Lesson 1 - Introduction to Controls


Process dynamics; Current, position, and time proportioning; Controller modes, actions, terminology, and options; Loop accuracy

Learning Objectives:
– Describe the kinds of controllers most often used in industrial applications.
– Discuss six important problems of process dynamics that controllers must overcome.
– Compare the actions of current proportioning, position proportioning, and time proportioning.
– Name four kinds of controller alarms.
– Discuss the importance of safety in control loops.

Lesson 2 - Controller Operations


Automatic/manual control; Range and span; Direct-, reverse-acting, on/off, and proportional controllers; Current, time, and position-proportioning control; Control strategies

Learning Objectives:
– Explain why automatic/manual control is necessary.
– Explain how on/off controllers work and discuss the difference between on/off and proportional controllers.
– Describe a basic controller tuning process.
– Describe current-, time-, and position-proportioning controllers and name possible uses for each.
– Explain how split control works.

Lesson 3 - Controller Modes and Tuning


Proportional mode; Offset; Integral mode (reset); Derivative mode (rate); Single, two, and three mode controllers; Loop tuning; Step-change response

Learning Objectives:
– Describe the effect of the proportional, integral, and derivative modes on a controller's response to process changes.
– Discuss proper uses for the proportional, integral, and derivative modes.
– Explain how the proportional, integral, and derivative modes affect the tuning of a controller.
– Describe the procedure for tuning a controller by the step-change response method.

Lesson 4 - Special Controller Applications and Options


Cascade, feedforward, ratio, and auctioneering control; Hardware options; Remote setpoint; Auxiliary outputs; Indicators; Limits and alarms

Learning Objectives:
– Compare cascade, feedforward, ratio, and auctioneering control strategies.
– Describe three optional features used with auto/manual controllers.
– Discuss the use of remote setpoint, auxiliary outputs, and several kinds of indicators as hardware options for controllers.
– Explain how input signal conditioning, anti-reset windup, adaptive gain, error-squared calculation, and setpoint/output ramp and clamp affect controller operation.
– Discuss the use of limit and alarm options available for controllers.
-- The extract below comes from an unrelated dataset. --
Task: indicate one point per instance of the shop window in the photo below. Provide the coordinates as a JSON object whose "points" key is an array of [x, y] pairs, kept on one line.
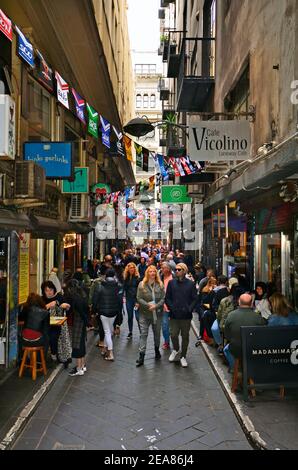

Lesson 5 - Maintaining Controller Systems


Preventing problems; Electrical noise and suppression; Regulating power; Electrical coupling; Temperature variation; Troubleshooting

Learning Objectives:
– Describe five ways of suppressing electrical noise.
– Discuss the effects of an inadequate power supply and explain how to regulate it.
– Describe ways to avoid the harmful effects of electrical coupling.
– Explain how temperature variations affect controllers.
– Describe the kinds of equipment and proper connections needed to test controllers.
– Discuss elements of effective controller maintenance and troubleshooting.